I was an RA at Anderson University, and I remember the chance to revisit the campus I worked. Upon the visit, I was able to hang out with the ragamuffins who lived on my floor. What a great time of fellowship! I have often said that fellowship is when the mighty descend and the lowly rise, but I also think fellowship happens when the lowly congregate.
Anyway, it was wonderful to be with the men I lived close to for a year and see where their lives were then and now. My mind went back to a conversation I had with a friend of mine on campus. She said, “Ya know! They say the floor almost always becomes reflections of their RA.” I thought to myself, “Oh no! That cannot happen. Nobody wants that. One P.C. is bad and crazy enough.” Then I went back to visit them and realized how true that is of ANY LEADER on ANY LEVEL. If you are like me, you realize how ridiculously humbling it can be.
I went back to find freshmen and sophomores then sophomores and juniors who were IN LOVE WITH THE GOSPEL. I went back to see the craziest guys on campus then…still crazy…but almost each and every one of them filling some sort of leadership role.
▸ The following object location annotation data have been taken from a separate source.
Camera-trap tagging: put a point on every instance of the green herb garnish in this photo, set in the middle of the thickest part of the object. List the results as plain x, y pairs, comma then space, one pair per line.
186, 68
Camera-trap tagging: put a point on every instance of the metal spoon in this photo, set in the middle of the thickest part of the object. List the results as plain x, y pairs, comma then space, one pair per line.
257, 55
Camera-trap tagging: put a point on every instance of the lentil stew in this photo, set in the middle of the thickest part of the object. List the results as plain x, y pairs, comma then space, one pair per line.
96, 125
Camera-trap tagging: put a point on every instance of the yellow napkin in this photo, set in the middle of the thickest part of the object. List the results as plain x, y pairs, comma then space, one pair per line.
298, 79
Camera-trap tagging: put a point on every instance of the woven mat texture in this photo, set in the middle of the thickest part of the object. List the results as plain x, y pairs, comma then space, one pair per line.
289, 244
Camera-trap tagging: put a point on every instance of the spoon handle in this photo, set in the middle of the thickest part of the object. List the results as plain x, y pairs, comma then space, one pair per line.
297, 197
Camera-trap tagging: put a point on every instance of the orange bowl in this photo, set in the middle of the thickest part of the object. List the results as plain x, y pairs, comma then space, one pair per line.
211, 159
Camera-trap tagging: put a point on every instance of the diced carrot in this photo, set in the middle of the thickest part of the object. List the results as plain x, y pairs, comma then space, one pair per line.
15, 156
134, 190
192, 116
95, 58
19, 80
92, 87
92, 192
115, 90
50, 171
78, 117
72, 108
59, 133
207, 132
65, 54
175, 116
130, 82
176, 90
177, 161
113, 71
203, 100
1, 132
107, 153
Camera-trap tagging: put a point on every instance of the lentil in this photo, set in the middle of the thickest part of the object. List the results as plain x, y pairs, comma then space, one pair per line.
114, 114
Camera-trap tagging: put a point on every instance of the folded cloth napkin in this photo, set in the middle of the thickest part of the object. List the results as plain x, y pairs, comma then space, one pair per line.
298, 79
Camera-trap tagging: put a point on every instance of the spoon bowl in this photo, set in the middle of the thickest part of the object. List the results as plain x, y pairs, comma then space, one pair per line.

I saw several of them in raw honest accountability groups [ash trays included]. I saw a group of guys who pursued God with all their hearts. I got to see a group of guys in love with Jesus at the very core of their being but who are looked down upon as the “unorthodox” group.
My last day there, one of the guys came up to me before I left for the airport and said, “PC, I just went to an interview for [a large Christian summer camp], and the guy asked me, ‘Who is one leader in your life you have respected the most and why,’ and I said, ‘PC Walker, my RA last year.” He said it was because I lead in a way that built a relationship he respected, and then it was as though I stepped back to watch them grow.
I had no idea. I was just getting close to my guys and letting them get close to me…the real me.
No matter what level of leadership you are in…even if you do not think you are a leader (you ARE), WE ALL PASS A BIT OF OURSELVES ONTO OTHERS. That is the great inevitability of relationships. We all have INFLUENCE to give and receive, to pass on and take on. Its as easy as creating relationships.